In the Capitol Rotunda, next to the portrait of her husband, Texas Governor William P. Clements, Jr., is Rita’s portrait on an easel, so that Texans visiting the Capitol can pay tribute to her. If you are in Austin over the next few days, I encourage you to pay a visit.
The below excerpts, taken from the obituary that appeared in the Dallas Morning News on January 6, 2018, are a beautiful representation of the life and legacy of Rita, so I wanted to share them with you:
Rita Clements, civic leader, political trailblazer and Texas' former first lady, dies at 86
January 6, 2018
“Mom led by example in her own competent but quiet way,” said her daughter Barbara Moroney of Dallas. “She always did her homework, then pursued things with a dogged determination.
“She believed in herself,” said Moroney, wife of Dallas Morning News publisher and CEO Jim Moroney. “She believed that what she wanted to accomplish was important, and there was just really nothing that stopped her.”
Clements was capable and determined to reach her goals, said Peter O’Donnell of Dallas, a friend of more than 60 years.
“I always regarded her as one of my best friends, and I think many people did,” O’Donnell said. “She was an outstanding person.”
Clements had a breadth of information at her disposal, and she used it, O’Donnell said.
In 2009, O’Donnell introduced Clements and her husband when they both received the Santa Rita Award for their contributions to the University of Texas System, where she had served on the Board of Regents from 1996 to 2007.

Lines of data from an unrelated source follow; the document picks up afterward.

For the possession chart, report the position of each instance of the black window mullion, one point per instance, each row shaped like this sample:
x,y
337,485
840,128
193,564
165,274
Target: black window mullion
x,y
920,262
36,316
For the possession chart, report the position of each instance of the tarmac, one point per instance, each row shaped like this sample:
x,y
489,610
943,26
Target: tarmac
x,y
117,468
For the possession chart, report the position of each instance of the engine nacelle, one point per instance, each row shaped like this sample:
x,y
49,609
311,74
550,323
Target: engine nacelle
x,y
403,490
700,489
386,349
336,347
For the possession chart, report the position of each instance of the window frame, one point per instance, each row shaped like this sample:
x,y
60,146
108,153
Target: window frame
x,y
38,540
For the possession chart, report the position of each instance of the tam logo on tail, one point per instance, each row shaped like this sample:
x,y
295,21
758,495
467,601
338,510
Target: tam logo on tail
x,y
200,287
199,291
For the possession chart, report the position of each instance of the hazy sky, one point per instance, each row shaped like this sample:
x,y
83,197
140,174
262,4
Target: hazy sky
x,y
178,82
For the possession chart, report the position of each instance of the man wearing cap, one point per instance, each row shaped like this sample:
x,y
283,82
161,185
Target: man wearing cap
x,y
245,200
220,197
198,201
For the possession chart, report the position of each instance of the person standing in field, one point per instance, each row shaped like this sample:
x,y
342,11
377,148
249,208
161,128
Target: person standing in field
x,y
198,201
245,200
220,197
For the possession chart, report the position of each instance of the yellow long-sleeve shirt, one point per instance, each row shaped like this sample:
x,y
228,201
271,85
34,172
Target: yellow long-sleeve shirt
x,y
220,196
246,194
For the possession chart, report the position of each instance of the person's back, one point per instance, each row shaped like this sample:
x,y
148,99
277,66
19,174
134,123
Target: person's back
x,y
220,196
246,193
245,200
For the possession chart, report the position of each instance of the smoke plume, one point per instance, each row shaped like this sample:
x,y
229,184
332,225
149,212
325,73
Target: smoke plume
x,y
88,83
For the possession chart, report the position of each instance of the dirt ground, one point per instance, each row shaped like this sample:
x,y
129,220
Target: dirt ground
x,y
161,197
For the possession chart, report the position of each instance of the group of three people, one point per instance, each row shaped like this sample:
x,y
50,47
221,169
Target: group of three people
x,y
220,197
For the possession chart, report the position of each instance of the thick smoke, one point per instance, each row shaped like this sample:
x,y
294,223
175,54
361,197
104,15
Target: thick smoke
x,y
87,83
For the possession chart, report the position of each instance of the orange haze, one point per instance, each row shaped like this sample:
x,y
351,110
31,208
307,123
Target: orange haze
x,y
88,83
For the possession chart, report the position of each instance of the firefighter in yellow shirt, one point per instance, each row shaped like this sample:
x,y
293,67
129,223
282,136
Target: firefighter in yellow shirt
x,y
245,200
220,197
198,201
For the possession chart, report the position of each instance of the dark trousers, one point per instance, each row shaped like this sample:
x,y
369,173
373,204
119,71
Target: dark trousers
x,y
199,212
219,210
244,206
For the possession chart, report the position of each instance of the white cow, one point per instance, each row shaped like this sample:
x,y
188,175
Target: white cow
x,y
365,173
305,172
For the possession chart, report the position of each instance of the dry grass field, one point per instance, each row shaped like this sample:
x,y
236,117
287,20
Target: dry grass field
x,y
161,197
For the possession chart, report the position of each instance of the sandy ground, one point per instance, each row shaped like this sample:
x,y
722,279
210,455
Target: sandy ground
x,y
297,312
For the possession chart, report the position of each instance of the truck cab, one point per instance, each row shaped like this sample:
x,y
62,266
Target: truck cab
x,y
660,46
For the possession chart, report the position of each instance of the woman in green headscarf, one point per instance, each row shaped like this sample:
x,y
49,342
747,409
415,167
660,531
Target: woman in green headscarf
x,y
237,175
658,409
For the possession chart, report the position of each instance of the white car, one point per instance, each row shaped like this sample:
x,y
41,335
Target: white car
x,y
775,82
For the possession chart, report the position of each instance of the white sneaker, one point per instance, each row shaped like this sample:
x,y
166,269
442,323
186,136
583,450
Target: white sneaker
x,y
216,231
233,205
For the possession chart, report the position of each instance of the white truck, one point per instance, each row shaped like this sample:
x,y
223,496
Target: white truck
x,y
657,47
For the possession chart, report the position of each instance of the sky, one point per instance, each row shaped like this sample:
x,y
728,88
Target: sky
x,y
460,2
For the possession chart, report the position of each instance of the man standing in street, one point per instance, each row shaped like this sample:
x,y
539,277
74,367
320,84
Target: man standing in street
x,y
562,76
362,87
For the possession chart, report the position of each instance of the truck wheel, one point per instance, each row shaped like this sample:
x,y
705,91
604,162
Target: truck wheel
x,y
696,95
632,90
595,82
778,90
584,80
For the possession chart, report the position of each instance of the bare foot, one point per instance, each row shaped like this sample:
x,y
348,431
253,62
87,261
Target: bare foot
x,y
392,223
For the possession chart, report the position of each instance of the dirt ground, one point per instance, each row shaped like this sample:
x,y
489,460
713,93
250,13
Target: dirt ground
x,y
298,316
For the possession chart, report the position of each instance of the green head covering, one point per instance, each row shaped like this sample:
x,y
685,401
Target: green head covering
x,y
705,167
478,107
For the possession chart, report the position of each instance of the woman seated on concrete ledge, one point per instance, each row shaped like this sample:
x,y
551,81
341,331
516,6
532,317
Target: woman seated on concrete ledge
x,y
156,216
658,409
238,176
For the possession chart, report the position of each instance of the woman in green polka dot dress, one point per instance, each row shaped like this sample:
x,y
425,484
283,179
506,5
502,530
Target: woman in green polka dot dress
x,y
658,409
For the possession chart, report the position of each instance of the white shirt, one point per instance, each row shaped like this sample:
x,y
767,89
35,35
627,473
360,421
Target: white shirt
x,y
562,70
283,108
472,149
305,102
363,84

While reviewing her background, O’Donnell said, he was overwhelmed by all Clements had done. She had many leadership roles with “things that would help people, things that would help causes she was interested in,” he said. “She was someone that could be depended on.”
She was a leader blessed with an abundance of unique talents, said Harry M. Whittington of Austin, a longtime Texas political figure and friend of nearly 70 years.
Her “tireless energy and special insight into governmental responsibilities led to lasting benefits to Texans,” Whittington said. The fruits of her efforts include the beautification of Texas highways and increased volunteerism.
“One of her greatest accomplishments was the restoration of the Governor’s Mansion in Austin,” Whittington said.
The deteriorating 19th-century Greek Revival-style home was restored to its former glory under Clements’ leadership, winning her the Ruth B. Lester Award from the Texas Historical Commission.
Rita Clements was an active business and civic leader and served on the boards of directors of companies and organizations including La Quinta Motor Inns; Team Bank; Bank One, Texas; Dr Pepper Co.; and the Dallas Historical Society.
She also chaired the advisory board of the Salvation Army in Dallas and the Willis M. Tate Distinguished Lecture Series at Southern Methodist University.
She was a member of the Republican National Finance Committee from 1971 to 1972 and of the National Advisory Council for Economic Opportunity from 1972 to 1975.
“Our mom worked her entire life, and it was all volunteer work,” Smith said. “It was for politics, it was for the community, it was for schools, it was for the University of Texas.
“If you look at her involvement with organizations, she always rose to the top.”
Clements was also dedicated to philanthropy and to advocacy for women.
She was recognized for her work as campaign activities chair for the National Federation of Republican Women and as a member of the National Women’s Coalition when she was inducted into the Texas Women’s Hall of Fame at Texas Woman’s University in 1996.